‘The Sympathizer’ vai da sátira ao drama com habilidade

‘The Sympathizer’ vai da sátira ao drama com habilidade

A nova série da HBO (e exibida também pelo Max), The Sympathizer, estreia sob o prisma de três fatores de qualidade: trata-se de uma produção HBO em parceria com o (queridinho) estúdio A24; é baseada no livro de enorme sucesso literário, vencedor do Pulitzer e escrito por Viet Thanh Nguyen; e, por fim, é dirigida por ninguém menos que Park Chan-wook (Oldboy, Decision to Leave), em sua segunda incursão dirigindo uma minissérie após a ótima The Little Drummer Girl.

Uma frase que abre The Sympathizer diz respeito à memória da guerra depois que os conflitos terminam. Logo, somos conduzidos na trama pelas lembranças de Captain (Hoa Xuande) do seu tempo como agente duplo, atuando como tradutor (e até) confidente do General (Toan Le) no Vietnã do Sul; enquanto também é um espião dos norte-vietnamitas ajudando eles a entenderem os próximos passos do exército do sul que é apoiado pela CIA – representada pela figura do agente Claude (Robert Downey Jr., que ainda viverá múltiplas facetas).

Esse trabalho leva Captain, anos mais tarde, a uma prisão que funciona como campos de reeducação vietnamita no pós-guerra.

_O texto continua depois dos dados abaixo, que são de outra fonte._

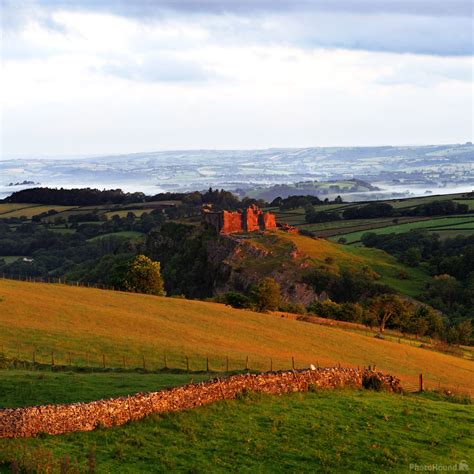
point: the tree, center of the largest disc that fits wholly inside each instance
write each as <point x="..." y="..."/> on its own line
<point x="144" y="276"/>
<point x="266" y="295"/>
<point x="387" y="308"/>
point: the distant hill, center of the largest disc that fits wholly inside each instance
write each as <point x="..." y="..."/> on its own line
<point x="320" y="189"/>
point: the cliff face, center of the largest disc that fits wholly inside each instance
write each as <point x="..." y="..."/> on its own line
<point x="199" y="263"/>
<point x="245" y="261"/>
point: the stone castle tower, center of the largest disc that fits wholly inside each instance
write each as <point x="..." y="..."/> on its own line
<point x="249" y="220"/>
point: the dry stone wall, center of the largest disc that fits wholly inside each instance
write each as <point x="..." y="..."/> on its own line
<point x="59" y="419"/>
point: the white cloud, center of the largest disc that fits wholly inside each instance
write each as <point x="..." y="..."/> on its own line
<point x="110" y="83"/>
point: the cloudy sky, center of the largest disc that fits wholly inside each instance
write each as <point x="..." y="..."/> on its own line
<point x="93" y="76"/>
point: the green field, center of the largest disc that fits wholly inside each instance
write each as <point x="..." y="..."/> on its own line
<point x="125" y="233"/>
<point x="11" y="258"/>
<point x="124" y="212"/>
<point x="437" y="225"/>
<point x="325" y="431"/>
<point x="30" y="210"/>
<point x="83" y="324"/>
<point x="387" y="266"/>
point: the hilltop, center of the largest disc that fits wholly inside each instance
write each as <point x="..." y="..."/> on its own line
<point x="84" y="324"/>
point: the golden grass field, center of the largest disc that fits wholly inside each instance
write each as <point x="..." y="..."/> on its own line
<point x="88" y="323"/>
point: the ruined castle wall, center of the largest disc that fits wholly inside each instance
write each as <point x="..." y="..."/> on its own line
<point x="268" y="221"/>
<point x="59" y="419"/>
<point x="232" y="222"/>
<point x="214" y="218"/>
<point x="251" y="219"/>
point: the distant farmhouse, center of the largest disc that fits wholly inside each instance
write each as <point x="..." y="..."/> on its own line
<point x="233" y="222"/>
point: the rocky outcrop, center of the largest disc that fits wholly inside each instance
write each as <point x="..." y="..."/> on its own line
<point x="59" y="419"/>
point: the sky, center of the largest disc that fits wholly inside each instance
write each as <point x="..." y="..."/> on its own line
<point x="91" y="77"/>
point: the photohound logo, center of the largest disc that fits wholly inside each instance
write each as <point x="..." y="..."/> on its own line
<point x="461" y="466"/>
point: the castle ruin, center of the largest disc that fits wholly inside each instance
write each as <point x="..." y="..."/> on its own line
<point x="233" y="222"/>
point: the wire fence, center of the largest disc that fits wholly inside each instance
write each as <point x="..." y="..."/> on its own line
<point x="23" y="358"/>
<point x="31" y="358"/>
<point x="57" y="280"/>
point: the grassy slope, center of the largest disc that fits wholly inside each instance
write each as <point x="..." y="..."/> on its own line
<point x="335" y="431"/>
<point x="436" y="225"/>
<point x="30" y="210"/>
<point x="24" y="388"/>
<point x="385" y="265"/>
<point x="93" y="322"/>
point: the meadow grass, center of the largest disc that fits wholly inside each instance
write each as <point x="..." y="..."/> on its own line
<point x="12" y="206"/>
<point x="11" y="258"/>
<point x="384" y="264"/>
<point x="435" y="225"/>
<point x="131" y="234"/>
<point x="124" y="212"/>
<point x="324" y="431"/>
<point x="85" y="323"/>
<point x="33" y="387"/>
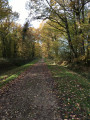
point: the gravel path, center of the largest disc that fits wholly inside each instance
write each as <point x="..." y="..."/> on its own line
<point x="31" y="98"/>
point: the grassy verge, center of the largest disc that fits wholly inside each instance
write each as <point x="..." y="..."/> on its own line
<point x="73" y="92"/>
<point x="14" y="73"/>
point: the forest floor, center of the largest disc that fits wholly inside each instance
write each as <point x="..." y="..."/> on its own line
<point x="45" y="91"/>
<point x="30" y="97"/>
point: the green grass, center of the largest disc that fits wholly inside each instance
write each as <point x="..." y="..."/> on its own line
<point x="73" y="92"/>
<point x="14" y="73"/>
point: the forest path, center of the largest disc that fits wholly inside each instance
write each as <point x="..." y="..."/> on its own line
<point x="31" y="98"/>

Ali ele precisa provar que seu trabalho, na realidade, foi para ajudar a causa comunista e não de apoio aos Estados Unidos. E assim ele é forçado a ativar as suas memórias e escrever tudo que se lembra.

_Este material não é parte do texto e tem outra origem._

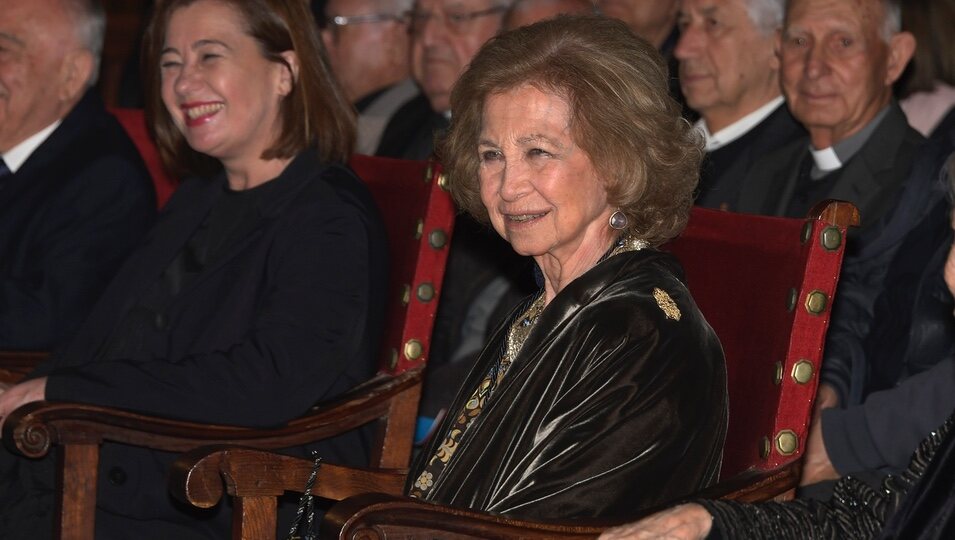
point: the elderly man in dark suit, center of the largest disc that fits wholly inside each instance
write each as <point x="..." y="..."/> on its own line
<point x="729" y="75"/>
<point x="74" y="193"/>
<point x="839" y="60"/>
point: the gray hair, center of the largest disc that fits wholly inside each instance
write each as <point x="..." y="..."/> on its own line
<point x="892" y="18"/>
<point x="767" y="15"/>
<point x="89" y="23"/>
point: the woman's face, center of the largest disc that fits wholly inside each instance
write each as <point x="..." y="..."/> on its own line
<point x="221" y="92"/>
<point x="540" y="189"/>
<point x="949" y="270"/>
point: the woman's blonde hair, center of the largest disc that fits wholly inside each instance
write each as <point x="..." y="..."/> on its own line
<point x="622" y="116"/>
<point x="315" y="113"/>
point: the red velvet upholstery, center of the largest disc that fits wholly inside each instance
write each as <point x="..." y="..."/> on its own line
<point x="742" y="270"/>
<point x="420" y="210"/>
<point x="135" y="124"/>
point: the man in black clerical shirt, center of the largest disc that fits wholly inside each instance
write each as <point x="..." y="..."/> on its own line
<point x="729" y="74"/>
<point x="75" y="196"/>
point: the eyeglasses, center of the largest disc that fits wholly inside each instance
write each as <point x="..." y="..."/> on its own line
<point x="456" y="21"/>
<point x="341" y="20"/>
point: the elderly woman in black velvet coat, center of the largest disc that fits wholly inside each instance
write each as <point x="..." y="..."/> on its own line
<point x="605" y="391"/>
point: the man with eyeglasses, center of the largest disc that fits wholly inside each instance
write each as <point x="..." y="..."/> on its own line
<point x="481" y="282"/>
<point x="368" y="45"/>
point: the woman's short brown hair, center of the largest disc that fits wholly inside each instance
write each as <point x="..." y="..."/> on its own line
<point x="314" y="114"/>
<point x="622" y="116"/>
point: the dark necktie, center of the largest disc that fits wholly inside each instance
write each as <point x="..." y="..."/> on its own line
<point x="5" y="173"/>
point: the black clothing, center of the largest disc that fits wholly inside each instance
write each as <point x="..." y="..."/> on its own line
<point x="69" y="217"/>
<point x="288" y="314"/>
<point x="616" y="401"/>
<point x="922" y="498"/>
<point x="724" y="169"/>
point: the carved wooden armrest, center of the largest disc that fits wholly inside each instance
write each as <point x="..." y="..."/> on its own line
<point x="15" y="365"/>
<point x="835" y="212"/>
<point x="34" y="427"/>
<point x="197" y="477"/>
<point x="255" y="479"/>
<point x="381" y="516"/>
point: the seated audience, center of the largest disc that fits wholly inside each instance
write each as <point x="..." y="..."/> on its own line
<point x="859" y="149"/>
<point x="927" y="89"/>
<point x="484" y="276"/>
<point x="654" y="21"/>
<point x="229" y="312"/>
<point x="368" y="46"/>
<point x="75" y="197"/>
<point x="917" y="503"/>
<point x="729" y="75"/>
<point x="606" y="390"/>
<point x="525" y="12"/>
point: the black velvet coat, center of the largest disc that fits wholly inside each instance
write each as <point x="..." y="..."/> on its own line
<point x="610" y="406"/>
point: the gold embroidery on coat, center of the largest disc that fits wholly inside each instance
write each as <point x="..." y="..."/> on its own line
<point x="666" y="304"/>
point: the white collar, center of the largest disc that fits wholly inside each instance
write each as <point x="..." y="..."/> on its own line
<point x="738" y="128"/>
<point x="826" y="159"/>
<point x="21" y="152"/>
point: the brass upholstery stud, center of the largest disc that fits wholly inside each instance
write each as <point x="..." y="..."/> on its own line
<point x="806" y="232"/>
<point x="787" y="442"/>
<point x="791" y="301"/>
<point x="816" y="302"/>
<point x="425" y="292"/>
<point x="413" y="349"/>
<point x="831" y="238"/>
<point x="802" y="371"/>
<point x="438" y="238"/>
<point x="393" y="361"/>
<point x="429" y="172"/>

Essas lembranças são a pedra fundamental da história e um grande playground para o diretor Park Chan-wook fazer o que ele faz de melhor. Além de contar bem essa história do ponto de vista de um personagem mestiço que mais é considerado americano do que vietnamita, Chan-wook utiliza a sua habilidade com a câmera para provocar cenas que são elegantes pela maneira como são filmadas (movimentos de travellings e tilts que marcam a transição e continuidade entre uma sequência e outra).

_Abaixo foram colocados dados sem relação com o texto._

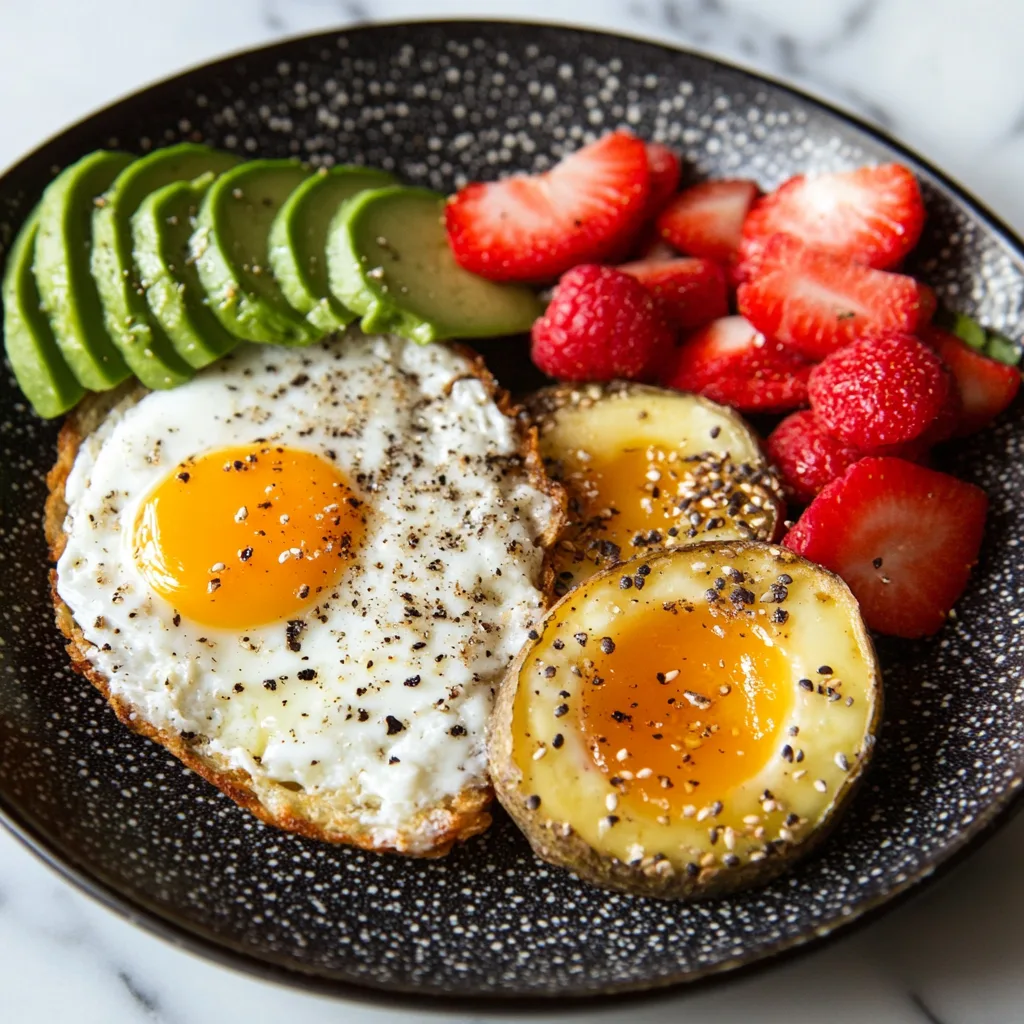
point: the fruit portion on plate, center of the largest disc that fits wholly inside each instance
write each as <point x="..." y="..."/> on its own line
<point x="339" y="542"/>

E também pontua as memórias de Captain com idas e vindas trazidas sob vários ângulos até fazerem algum sentido.

Captain lembra muito Charlie, a personagem vivida por Florence Pugh em The Little Drummer Girl, com seus ideais, crenças e o qual ser espião não o transformou em alguém frio e calculista. Pelo contrário: Captain tem camadas de ambiguidade que o fazem enxergar as nuances do conflito e daqueles que estão à sua volta de uma forma mais clara.

No mundo da espionagem, como também é possível ver em The Little Drummer Girl, todos estão devidamente disfarçados, jogam com os seus próprios interesses e são hábeis em esconderem a verdade. Mas é crucial assistir o quanto eles também têm conflitos e emoções, algo que The Sympathizer ilustra bem na passagem dentro de um cinema no qual Captain lida com a insegurança e a dor de ver uma informante, que ele mesmo entregou, sendo torturada pelo exército apoiado pelos EUA.

Um ponto ainda mais interessante em The Sympathizer é o quanto tudo isso é utilizado para sublinhar os impactos políticos, culturais e sociais na divisão entre o Norte comunista e o Sul capitalista. Prestes a testemunhar a queda de Saigon com a invasão iminente do norte, Captain chega a perguntar para Claude como ele irá fugir. Cínico, ele responde que é da CIA e “sempre há um jeito”.

Em cenas como essa The Sympathizer equilibra o tom satírico com o peso dramático da mensagem do quanto o Vietnã era só mais uma incursão americana sem qualquer valor. Pois ao passo que os vietnamitas lutavam pela preservação do seu território e cultura, é comum vermos garrafas de coca-cola, budweiser e até o cartaz de um filme de Charles Bronson sendo montado para estrear em Saigon – símbolos da cultura imperialista americana.

A série captura sentimentos complicados que se refletem na perda de casa (a sequência que recria a debandada do sul lembra o que acompanhamos no Afeganistão recentemente) e, principalmente, em como a identidade de um país pode ser desfocada por uma superpotência cuja base imperialista tem o desejo de varrer tudo o que não for associado a ele.

The Sympathizer reserva momentos cômicos nesta sátira, mas na maior parte do tempo é pura sobrevivência – para manter viva a cultura e identidade de um país.